Naguib Mahfouz is an Egyptian writer and the most renowned novelist in the contemporary Arab world. In 1988, he was awarded the Nobel Prize in Literature, becoming the first Arabic - speaking writer to receive this honor. The reason for the award was that "through his numerous minutely drawn works, all - seeing realism, and the inspiration of ambition, he has formed an Arabic art of expression that is appreciated by all mankind." The first three historical novels he published, The Mockery of Fate, Radubis (also translated as The Courtesan and the Pharaoh), and The Battle of Abydos, all express patriotism. From the 1940s to the 1950s, Mahfouz was in the stage of realist creation, during which he published four novels exposing social darkness and calling for social change: New Cairo, Khan al - Khalili, Midaq Alley, and Beginning and End.
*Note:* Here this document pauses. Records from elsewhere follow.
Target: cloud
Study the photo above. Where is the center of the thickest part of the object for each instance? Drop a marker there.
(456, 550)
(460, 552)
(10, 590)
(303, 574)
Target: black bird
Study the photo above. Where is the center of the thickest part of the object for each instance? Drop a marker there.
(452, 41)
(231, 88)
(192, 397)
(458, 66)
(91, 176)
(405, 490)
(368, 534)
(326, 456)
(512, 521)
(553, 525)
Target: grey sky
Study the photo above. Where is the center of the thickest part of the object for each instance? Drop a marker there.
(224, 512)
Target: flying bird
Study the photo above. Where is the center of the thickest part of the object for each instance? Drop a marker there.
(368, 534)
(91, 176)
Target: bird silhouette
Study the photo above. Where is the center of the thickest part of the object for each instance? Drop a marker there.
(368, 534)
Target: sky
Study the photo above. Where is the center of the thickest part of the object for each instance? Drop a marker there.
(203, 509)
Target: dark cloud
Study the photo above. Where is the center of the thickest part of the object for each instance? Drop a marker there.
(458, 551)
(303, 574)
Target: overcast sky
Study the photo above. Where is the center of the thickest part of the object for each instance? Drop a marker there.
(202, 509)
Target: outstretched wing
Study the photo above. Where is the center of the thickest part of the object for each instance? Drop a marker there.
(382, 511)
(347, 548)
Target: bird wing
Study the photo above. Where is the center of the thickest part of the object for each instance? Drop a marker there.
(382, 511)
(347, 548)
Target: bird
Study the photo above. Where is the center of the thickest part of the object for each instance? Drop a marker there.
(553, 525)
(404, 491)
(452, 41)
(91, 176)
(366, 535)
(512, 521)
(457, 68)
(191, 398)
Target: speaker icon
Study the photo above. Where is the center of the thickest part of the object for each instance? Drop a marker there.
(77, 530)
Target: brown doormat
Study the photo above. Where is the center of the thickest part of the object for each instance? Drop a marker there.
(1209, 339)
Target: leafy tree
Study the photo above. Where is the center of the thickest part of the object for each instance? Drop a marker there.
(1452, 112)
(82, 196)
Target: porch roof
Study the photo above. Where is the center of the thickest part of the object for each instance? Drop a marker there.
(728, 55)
The trilogy that marks the peak of his novel - writing, Palace Walk, Palace of Desire, and Sugar Street, is widely recognized as a milestone in the history of Arab novels. In addition, he also published works such as The Thief and the Dogs, The Search, The Beggar, Conversations on the Nile, The Children of Our Alley, The Harafish, and Arabian Nights and Days.

Translator Introduction

Zhi Puhao, with the pen names Yani and Shalian, is a researcher at the Institute of Foreign Literature, Chinese Academy of Social Sciences. He graduated from the Department of Oriental Languages at Peking University in 1964 and further studied at the University of Damascus and Cairo University successively. He once served as the director of the Department of Oriental Literature at the Institute of Foreign Literature, Chinese Academy of Social Sciences, an adjunct professor at the Center for Oriental Literary Studies of Peking University, a member of the "National Society for Translation, Research, and Documentation" in Tunisia, the vice - president of the Chinese Association for Arab Literature, and a member of the Chinese Writers Association. His monographs include Reading Arabian Literature, Myth and Reality: On One Thousand and One Nights, etc. His translations include A History of Arab Literature, Midaq Alley, People of the Sun, One Thousand and One Nights, etc.